彼女たちは前から東北工学院には女子が非常に少ないと聞いていた。だから、俺がそこに入れば少しは安心できると思ったのだ。
「まあ、メディアデザイン学科も悪くないしな」
確かにあそこは理系に重点を置いているが、俺はどちらかと言えば文系寄りだ。それでも、メディアデザインも悪くない選択肢ではある。
「ダメ!」二人はまた俺の選択を阻止した。
今回の理由は、メディアデザイン学科には女子が多すぎて、俺の学習の集中力が妨げられる心配があるからだ……。
俺は他にもいくつかの学科を志願してみたが、ことごとく彼女たちのでたらめな理由で拒否された。
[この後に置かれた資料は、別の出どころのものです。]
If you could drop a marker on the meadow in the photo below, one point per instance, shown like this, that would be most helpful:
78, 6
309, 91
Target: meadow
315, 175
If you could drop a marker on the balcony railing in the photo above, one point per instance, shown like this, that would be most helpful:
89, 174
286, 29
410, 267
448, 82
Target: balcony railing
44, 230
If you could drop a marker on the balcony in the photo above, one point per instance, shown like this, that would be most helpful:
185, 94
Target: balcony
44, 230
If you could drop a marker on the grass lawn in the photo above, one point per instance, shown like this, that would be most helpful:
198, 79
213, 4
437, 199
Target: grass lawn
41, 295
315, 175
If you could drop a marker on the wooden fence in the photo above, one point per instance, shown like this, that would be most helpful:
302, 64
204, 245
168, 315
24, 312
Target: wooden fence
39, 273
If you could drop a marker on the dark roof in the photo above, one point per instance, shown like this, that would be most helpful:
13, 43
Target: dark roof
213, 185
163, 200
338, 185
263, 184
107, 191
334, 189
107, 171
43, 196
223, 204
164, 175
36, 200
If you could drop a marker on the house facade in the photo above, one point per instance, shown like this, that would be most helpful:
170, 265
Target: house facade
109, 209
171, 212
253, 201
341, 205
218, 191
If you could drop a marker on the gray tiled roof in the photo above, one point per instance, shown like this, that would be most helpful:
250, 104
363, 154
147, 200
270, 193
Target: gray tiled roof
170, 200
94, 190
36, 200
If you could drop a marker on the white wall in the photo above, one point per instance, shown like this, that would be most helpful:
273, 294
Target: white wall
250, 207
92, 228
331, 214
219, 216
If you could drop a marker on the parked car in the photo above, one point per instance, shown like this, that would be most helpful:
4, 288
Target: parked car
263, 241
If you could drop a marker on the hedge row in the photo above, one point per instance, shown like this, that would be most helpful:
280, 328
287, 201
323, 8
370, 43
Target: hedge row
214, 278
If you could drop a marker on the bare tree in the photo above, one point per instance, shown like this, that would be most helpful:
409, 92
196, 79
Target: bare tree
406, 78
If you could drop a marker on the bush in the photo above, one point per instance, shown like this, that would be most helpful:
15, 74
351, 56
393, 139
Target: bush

この時点で、俺は彼女たちが本当に俺に大学に行くことを許す気があるのか疑い始めていた。
「リネア、ナイラ、どの学科がいいと思う?」仕方なく、俺は彼女たちに学科を選んでもらうしかなかった。
リネア:「情報科学!」
ナイラ:「生物学!」
その後、二人は長引く激しい口論を始め、俺はただ傍で無力に見ていることしかできなかった。
俺はどうやって志願書が提出されたのかさえ知らないが、確かなのは、リネアが東北工学院の入学システムをハッキングし、俺の6つの志望学科すべてを情報科学に変更したということだ。
しばらくして、元カノがどこに出願したか聞いてきた。しぶしぶながら、俺は仕方なく東北工学院を選んだことを伝えた。
その後もやり取りをする中で、彼女はとても後悔しているようだった。なんと、入試が近づくにつれて、むしろ俺たちの関係はますます親密になっていった。
試験が終わった後に告白しようと考えたこともあった。多くの同級生は、大学に入ったら俺たちがカップルになるだろうと思っていた。でも、現実はそうならなかった。しかし、誰が運命に逆らえるだろうか?
もしリネアとナイラに出会っていなければ、多分この休み中か、大学生活の中で、彼女とデートをして、恋に落ちて、やがて結婚して、将来には子供もできていただろう……
「『もしも』はなし!」二人はむっとして俺の空想を遮った。
一日中家族と交流した後、
ナイラは完璧な対人スキルで香菜と明の信頼を勝ち取り、わずか半日で俺の家族に溶け込んだ。
これも、長い間家族と関係を築いてきた共有記憶の影響かもしれない。
両親については、「同情を誘う」(実は美人の女性だけを気にかける)「無邪気で美しい」(狡猾)「明るい」(腹黒い)ナイラさんと深く交流した後、彼らは即座にこの美少女のとりこになった。
結局、俺は屋根裏部屋から追い出され、埃っぽい地下室に追いやられた。明は以前の俺の寝床だった屋根裏部屋に引っ越し、ナイラは見事に俺の家での明の寝室を占領した。
この幸せな日常はしばらく続いた。
毎日早起きして料理を作り、彼女たちに食べさせ、食器を洗う。さらに情報科学と生物学を勉強することを強制される。
昼には料理と食器洗い、午後には訓練場でランニングをしなければならない。
今回のランニングでは俺が足手まといになった。リネアは進化能力の使用を禁じ、俺の体力が劣りすぎたため、結局リネアに抱えられて帰宅した。
家に着いてからも、夜は料理と食器洗いを続け、就寝前には彼女たちに治療マッサージを施した。その後、いつもテレパシーで様々なことを語り合い、それぞれの部屋で眠りについた。
この日々は疲れるけれど、すべてがとても楽しいことばかりだった。
少なくとも、それが俺の心からの偽りのない気持ちだ。